The Enigma Of The Universe ► 1 ►What is the Universe? ► (A) Nature Of Reality: Idealism And Realism ► 2. Idealism of the Scientists ► Sir James Jeans

Posted: 20.08.2014

Another scientist, who accepts Idealism as a scientific philosophy is Sir James Jeans. This renowned British Physicist has expressed his philosophical views in his famous work-77ze Mysterious Universe. Like Eddington, he also does not deny the existence of objective reality. But he believes that human knowledge (this includes also the scientific knowledge) is confined only to the subjective reality-that "the real essence of substances is for ever unknowable." In his own words, we find-"When we try to discover the nature of the reality behind the shadows, we are confronted with the fact that all discussions of the ultimate nature of things must necessarily be barren unless we have some extraneous standards against which to compare them. For this reason, to borrow Locke's phrase, "the real essence of substances" is for ever unknowable. We can only progress by discussing the laws which govern the changes of substances, and so produce the phenomena of the external world. These we can compare with the abstract creations of our mind."[1]

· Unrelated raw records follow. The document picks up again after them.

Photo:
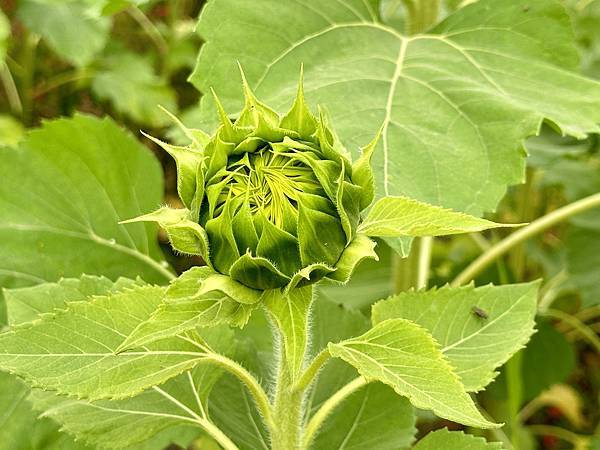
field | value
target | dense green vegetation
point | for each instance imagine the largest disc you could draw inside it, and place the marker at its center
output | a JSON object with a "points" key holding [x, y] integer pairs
{"points": [[380, 230]]}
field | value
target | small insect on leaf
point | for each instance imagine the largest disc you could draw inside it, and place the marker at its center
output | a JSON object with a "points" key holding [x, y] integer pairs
{"points": [[479, 312]]}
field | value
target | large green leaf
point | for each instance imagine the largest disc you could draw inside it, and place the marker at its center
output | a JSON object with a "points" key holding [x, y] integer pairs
{"points": [[63, 192], [74, 351], [475, 345], [192, 301], [114, 423], [372, 418], [402, 216], [69, 27], [454, 440], [159, 414], [455, 104], [26, 304], [405, 356], [20, 427]]}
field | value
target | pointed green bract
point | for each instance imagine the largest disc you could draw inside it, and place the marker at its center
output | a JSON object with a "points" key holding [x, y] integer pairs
{"points": [[185, 235], [271, 202], [404, 356]]}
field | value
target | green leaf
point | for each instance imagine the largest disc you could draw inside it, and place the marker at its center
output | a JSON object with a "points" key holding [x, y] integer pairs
{"points": [[455, 104], [374, 417], [290, 312], [402, 216], [454, 440], [63, 193], [21, 428], [195, 299], [404, 356], [155, 413], [27, 304], [128, 81], [389, 422], [475, 345], [70, 28], [114, 423], [86, 364]]}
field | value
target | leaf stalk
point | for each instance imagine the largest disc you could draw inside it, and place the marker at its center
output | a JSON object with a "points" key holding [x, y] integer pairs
{"points": [[534, 228]]}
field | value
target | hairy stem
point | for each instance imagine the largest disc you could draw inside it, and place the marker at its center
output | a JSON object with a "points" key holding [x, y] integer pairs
{"points": [[310, 373], [328, 407], [287, 410], [523, 234], [256, 390], [424, 263]]}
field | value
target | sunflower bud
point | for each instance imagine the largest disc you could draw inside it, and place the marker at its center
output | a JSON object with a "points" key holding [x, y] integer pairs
{"points": [[275, 200]]}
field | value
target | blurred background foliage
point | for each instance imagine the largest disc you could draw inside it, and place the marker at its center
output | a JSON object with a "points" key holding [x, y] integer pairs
{"points": [[122, 58]]}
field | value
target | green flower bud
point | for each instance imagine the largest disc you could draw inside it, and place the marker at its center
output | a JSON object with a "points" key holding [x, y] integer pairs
{"points": [[277, 199]]}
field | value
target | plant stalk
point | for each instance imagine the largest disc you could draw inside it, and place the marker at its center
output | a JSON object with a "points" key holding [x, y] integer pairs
{"points": [[330, 404], [287, 409], [534, 228]]}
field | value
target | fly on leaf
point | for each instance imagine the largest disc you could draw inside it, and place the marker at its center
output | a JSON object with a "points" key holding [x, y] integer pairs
{"points": [[479, 312]]}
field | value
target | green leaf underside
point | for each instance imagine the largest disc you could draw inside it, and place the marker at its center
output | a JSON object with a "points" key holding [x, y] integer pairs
{"points": [[85, 364], [401, 216], [111, 423], [479, 73], [372, 418], [474, 345], [63, 193], [21, 428], [454, 440], [290, 312], [405, 356], [26, 304], [186, 306], [120, 423]]}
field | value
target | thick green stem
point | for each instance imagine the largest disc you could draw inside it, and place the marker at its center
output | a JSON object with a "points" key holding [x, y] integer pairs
{"points": [[328, 407], [515, 397], [424, 263], [310, 373], [523, 234], [287, 410]]}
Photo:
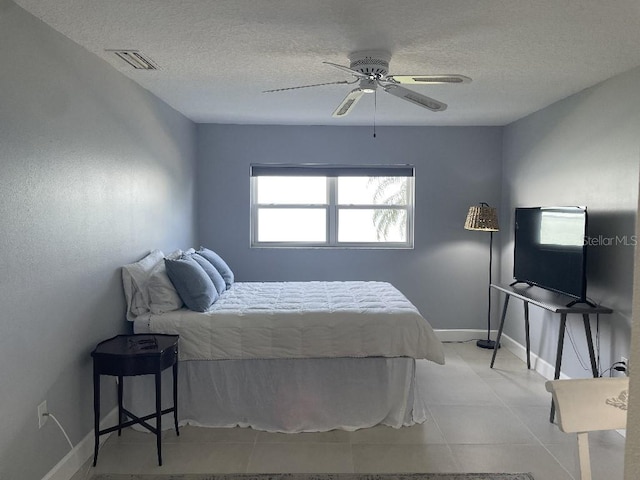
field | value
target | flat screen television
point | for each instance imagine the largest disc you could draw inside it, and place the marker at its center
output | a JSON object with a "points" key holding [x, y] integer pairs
{"points": [[550, 249]]}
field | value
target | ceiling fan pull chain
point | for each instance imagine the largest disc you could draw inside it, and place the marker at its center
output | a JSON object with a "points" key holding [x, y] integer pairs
{"points": [[375, 107]]}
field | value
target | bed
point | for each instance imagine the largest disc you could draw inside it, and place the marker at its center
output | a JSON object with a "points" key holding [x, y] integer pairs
{"points": [[288, 356]]}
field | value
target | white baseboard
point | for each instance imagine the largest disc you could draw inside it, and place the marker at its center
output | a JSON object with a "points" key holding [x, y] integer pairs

According to Jeans, the human knowledge in the forms of Science and Mathematics concerns only to the behaviour of the substances and not the substances themselves. Thus the universe described by the symbol and formulae of Science and Mathematics is only the creation of our mind. He tells us, "A mathematical formula can never tell us what a thing is, but only how it behaves; it can only specify an object through its properties. And these are unlikely to coincide in toto with the properties of any single microscopic object of our everyday life."[2]

Jeans was conscious of the fact that this would mean giving up of Realism, which he did not desire. Therefore, he tried to clarify it thus, "This may suggest that we are proposing to discard Realism entirely, and enthrone a thorough-going Idealism in its place. Yet this, I think, would be too crude a statement of the situation. If it is true that the 'real essence of substances' is beyond our knowledge, then the line of demarcation between realism and idealism becomes very blurred indeed; it becomes little more than a relic of a past age in which reality was believed to be identical with mechanism. Objective realities exist, because certain things affect your consciousness and mine in the same way, but we are assuming something we have no right to assume if we label them as either 'real' or 'ideal'. The true lable is, I think, 'mathematical,' if we can agree that this is to connote the whole of pure thought and not merely the studies of the professional mathematician. Such a label does not imply anything as to what things are in their ultimate essence, but merely something as to how they behave."[3] In this way, Sir James Jeans considers the universe to consist of pure thoughts. But, still he describes it to be 'substantial'. He writes, "The label we have selected does not of course relegate matter into the category of hallucination or dreams. The material universe remains as substantial as ever it was, and this statement must, I think, remain true through all changes of scientific or philosophical thought."[4] Further explaining the concept of 'substantiality' he says, "Substantiality is a purely mental concept measuring the direct effect of objects on our sense of touch. We say that a stone or a motor car is substantial, while an echo or a rainbow is not. This is the ordinary definition of the word, and it is a mere absurdity, a contradiction in terms, to say that stones and motor cars can in any way become insubstantial, or even less substantial, because we now associate them with mathematical formulae and thoughts, or kinks in empty space, rather than with crowds of hard particles."[5]

The most important aspect of Jeans' s philosophical thoughts is that he considers 'mind' as the objective reality and the physical universe as a creation of this 'mind'. Emphasising this point, he states, "The old dualism of mind and matter, which was mainly responsible for the supposed hostility seems likely to disappear, not through matter becoming in any way more shadowy or insubstantial than heretofore, or through mind becoming resolved into a function of the working of matter, but through substantial matter resolving itself into a creation and manifestation of mind."[6] Finally, in Jeans' s philosophy, we also get an indication of his belief in the Supreme Reality, whom he considers as a Mathemati­cian, the universe being the creation of this Mathematician. This view is expressed thus: "If all this is so, then the universe can be best pictured, although still very imperfectly and inadequately, as consisting of pure thought, the thought of what, for want of a wider word, we must describe as a mathematical thinker."[7] More clearly he remarks. "From the intrinsic evidence of His creation, the Great Architect of the Universe now begins to appear as a pure mathematician."[8]

Concluding the discussion of Jeans' s philosophy, we can say that he advocates idealism on the basis of modern scientific thoughts.